Maybe also find out who wrote that job description. Perhaps you can make a
case that you were given a mandate to push the organization toward better
practices. But in that case perhaps you should also ask for a promotion,
because it doesn't sound like you have the authority to make the changes you'd
like.

------
saluki
Sometimes you just have to sit back and enjoy the ride (and get your green
card).

I would work on automating what you can to save yourself time. Be on the look
out for easy things that can save other time and present proposals to
implement X and save Y time.

I'm been in companies though where for whatever reason no one wants to
change/improve anything. Some fear automating things saving time will cost
them their job or they might not understand/not want to learn new things. So
they are never going to be open to change.

Be on guard for things going wrong and being blamed for trying new things.
Learn that they are doing inside and out, then look at ways your team can do
it better.

If you just settle in and keep doing what you're doing take some time to learn
new techniques and technologies that can help you later. Maybe start a blog,
writing to build an audience to make you an 'expert' and open up possible
product offerings in the future. (If that interests you).

Good luck, some companies are never going to do things the 'right' way. Good
luck passing along some best practices.

------
lsiebert
Fundamentally, work for their problems, not yours, to solve your problem.

Log patterns and avoid premature automation, but write down the time you and
others take to fix issues and then you can say that technical debt because of
blank cost the company X days this last Y period.

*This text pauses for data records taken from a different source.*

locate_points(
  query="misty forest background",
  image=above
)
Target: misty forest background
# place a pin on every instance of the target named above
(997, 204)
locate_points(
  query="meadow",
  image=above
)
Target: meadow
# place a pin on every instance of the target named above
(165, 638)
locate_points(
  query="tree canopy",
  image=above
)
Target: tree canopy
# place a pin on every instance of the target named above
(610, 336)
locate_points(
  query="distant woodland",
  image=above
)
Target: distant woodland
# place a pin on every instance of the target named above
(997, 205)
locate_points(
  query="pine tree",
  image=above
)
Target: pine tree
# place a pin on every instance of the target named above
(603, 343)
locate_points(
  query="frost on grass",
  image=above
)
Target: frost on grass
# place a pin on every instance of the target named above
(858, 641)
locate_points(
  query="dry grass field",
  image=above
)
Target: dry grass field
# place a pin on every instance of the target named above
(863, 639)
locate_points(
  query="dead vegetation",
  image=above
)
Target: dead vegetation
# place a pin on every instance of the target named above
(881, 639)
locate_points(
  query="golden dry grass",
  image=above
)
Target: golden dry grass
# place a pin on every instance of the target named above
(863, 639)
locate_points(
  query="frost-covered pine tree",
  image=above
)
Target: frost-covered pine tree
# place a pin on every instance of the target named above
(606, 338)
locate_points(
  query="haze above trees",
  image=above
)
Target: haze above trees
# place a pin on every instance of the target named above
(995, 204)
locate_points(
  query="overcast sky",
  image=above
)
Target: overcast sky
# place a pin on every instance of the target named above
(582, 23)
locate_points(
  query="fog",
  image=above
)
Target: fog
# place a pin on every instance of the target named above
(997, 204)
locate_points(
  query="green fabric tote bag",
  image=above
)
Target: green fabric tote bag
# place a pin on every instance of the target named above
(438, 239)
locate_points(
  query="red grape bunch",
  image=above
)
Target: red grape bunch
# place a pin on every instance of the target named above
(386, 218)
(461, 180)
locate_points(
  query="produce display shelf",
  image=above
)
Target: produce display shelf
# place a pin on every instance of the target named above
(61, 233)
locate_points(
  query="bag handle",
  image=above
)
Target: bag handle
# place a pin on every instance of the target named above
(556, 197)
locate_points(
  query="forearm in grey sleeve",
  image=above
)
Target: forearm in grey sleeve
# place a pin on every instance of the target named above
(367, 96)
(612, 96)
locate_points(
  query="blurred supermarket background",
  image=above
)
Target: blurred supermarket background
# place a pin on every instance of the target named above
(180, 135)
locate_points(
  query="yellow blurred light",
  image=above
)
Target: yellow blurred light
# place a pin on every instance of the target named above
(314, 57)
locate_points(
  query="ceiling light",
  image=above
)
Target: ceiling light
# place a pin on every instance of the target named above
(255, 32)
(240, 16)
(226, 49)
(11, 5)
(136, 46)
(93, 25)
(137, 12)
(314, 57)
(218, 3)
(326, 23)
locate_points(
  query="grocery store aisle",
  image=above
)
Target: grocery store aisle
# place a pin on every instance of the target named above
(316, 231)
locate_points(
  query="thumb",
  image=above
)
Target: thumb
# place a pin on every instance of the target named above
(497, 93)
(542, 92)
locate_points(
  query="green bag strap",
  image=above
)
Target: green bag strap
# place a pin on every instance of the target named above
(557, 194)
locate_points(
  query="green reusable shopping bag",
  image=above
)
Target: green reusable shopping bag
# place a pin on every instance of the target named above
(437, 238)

Also work on projects that showcase you can get shit done to build up
credibility. Everyone who comes in as a junior engineer with different ideas
will come across as the hot shot who thinks he knows better. Reach out to the
developers and ask them what are areas where automation would make their job
easier. Reach out to management and ask them what they want more control over,
or want done quicker through automation. Look for other costs, server costs,
service costs, etc.

Your frustration likely matters to nobody but yourself though. Find their
frustrations and fix both simultaneously.